Projets

Pour les projets internationaux, consultez la section Fedasil, Union Européenne et retour.

D’année en année, Fedasil finance divers projets autour du retour volontaire et de la réintégration. Il y a d’un côté les projets ancrés localement qui permettent d’atteindre plus largement les migrants et les associations présents en Belgique en les informant sur le retour volontaire. Et de l’autre, les projets axés davantage sur la réintégration et proposant un soutien spécifique dans certains pays d’origine.
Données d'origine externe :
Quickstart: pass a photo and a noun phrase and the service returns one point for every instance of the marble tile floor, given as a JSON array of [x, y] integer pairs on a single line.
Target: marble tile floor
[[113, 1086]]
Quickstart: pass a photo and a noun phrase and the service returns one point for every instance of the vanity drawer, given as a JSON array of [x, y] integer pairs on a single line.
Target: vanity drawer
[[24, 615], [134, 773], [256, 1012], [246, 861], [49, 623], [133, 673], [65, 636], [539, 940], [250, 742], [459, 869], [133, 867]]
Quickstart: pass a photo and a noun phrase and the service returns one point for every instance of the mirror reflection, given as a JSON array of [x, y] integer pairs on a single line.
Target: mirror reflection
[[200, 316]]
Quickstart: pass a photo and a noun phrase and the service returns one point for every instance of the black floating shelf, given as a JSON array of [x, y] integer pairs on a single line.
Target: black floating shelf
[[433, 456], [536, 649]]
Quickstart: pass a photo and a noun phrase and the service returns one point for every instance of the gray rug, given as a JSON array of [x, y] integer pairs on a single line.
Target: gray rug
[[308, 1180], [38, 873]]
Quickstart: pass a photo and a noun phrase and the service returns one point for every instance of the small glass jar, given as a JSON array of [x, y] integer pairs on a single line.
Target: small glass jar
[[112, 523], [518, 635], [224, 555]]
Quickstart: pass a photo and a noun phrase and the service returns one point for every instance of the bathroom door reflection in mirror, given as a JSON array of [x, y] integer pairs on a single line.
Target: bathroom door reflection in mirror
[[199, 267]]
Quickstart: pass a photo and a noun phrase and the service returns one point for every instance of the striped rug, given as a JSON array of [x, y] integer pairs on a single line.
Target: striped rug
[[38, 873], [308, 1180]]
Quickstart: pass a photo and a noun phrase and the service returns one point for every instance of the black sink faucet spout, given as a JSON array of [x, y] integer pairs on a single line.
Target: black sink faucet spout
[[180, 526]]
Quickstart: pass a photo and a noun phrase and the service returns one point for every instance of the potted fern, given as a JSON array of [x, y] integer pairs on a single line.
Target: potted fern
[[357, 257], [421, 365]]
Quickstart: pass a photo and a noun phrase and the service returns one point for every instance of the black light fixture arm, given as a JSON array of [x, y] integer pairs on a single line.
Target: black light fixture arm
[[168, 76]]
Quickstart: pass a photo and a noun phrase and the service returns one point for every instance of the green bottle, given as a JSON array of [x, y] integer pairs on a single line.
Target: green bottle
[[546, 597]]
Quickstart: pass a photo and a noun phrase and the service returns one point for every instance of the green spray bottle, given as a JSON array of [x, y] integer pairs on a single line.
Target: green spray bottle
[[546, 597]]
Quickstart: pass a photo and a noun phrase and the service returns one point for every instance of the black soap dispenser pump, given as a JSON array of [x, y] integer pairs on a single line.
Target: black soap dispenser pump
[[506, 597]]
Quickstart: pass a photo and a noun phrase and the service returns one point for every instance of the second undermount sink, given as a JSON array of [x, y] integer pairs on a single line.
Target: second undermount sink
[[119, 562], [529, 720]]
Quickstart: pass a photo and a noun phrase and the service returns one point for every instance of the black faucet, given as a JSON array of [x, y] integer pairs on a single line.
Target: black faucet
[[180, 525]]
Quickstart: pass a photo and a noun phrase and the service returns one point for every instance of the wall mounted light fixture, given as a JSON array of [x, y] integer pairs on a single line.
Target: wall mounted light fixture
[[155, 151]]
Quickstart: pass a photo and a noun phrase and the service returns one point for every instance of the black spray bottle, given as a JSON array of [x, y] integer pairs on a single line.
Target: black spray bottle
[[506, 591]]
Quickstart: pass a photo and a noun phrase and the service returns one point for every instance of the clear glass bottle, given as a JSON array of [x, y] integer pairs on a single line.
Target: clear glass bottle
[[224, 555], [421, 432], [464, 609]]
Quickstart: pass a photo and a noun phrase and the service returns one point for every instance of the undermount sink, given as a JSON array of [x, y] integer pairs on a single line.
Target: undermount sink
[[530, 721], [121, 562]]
Projets villes et communes

En 2016, six projets retour volontaire sont menés dans cinq villes différentes : Anvers, Gand, Alost, Charleroi et Eupen. Les projets ont permis de constituer au sein des administrations des villes d’Anvers, Gand et Alost un centre de référence pour le retour volontaire. A Charleroi, il s’agit de l’ASBL Accueil et Promotion au service des Immigrés (API), et à Eupen, de la Croix-Rouge germanophone. A Anvers, le Centrum voor Algemeen Welzijn (CAW) mène également un projet similaire.

Les personnes responsables de ces projets ont pour tâche d’informer sur le retour volontaire les instances locales de la ville, le milieu associatif et les communautés de migrants. Chaque projet a permis de constituer un centre de référence pour le retour volontaire au sein de la ville, mais leur rayon d’action est plus large, allant jusqu’au niveau provincial. Le projet mené à Gand prévoit également le logement des personnes sans-abri qui attendent leur retour.
 

Approche pays de retour

Au niveau de la réintégration, Fedasil a encouragé le développement d’une nouvelle approche pour certains pays de retour. Celle-ci se veut complémentaire au programme de réintégration existant et permet de répondre aux besoins spécifiques propres à un retour volontaire et à la réintégration dans un pays d’origine bien précis.

Les différentes approches sont mises en œuvre par les deux partenaires de Fedasil pour la réintégration : l’Organisation internationale pour les Migrations (OIM) et Caritas International. En 2016, un soutien spécifique est proposé par exemple pour l’Afghanistan (OIM), le Sénégal, le Maroc et le Cameroun (Caritas).

Un migrant qui retourne volontairement dans l’un de ces pays et qui a accès à un soutien à la réintégration, peut donc demander pour bénéficier d’un soutien spécifique. En fonction du pays concerné, ce soutien peut consister en un hébergement temporaire à l’arrivée, un suivi actif pour la recherche d’un emploi, une mise en contact avec des consultants en micro-business et avec d’autres personnes ayant développé une activité similaire, etc.

Enquête sur l'image du retour volontaire

L’Université de Louvain a conduit en 2015 une enquête sur la notoriété et l’image du retour volontaire auprès des migrants irréguliers et de leurs représentants (formels et informels). Les zones couvertes par cette enquête sont les régions d’Anvers et de Bruxelles. Les responsables du projet ont formulé des recommandations suite aux résultats de leur enquête.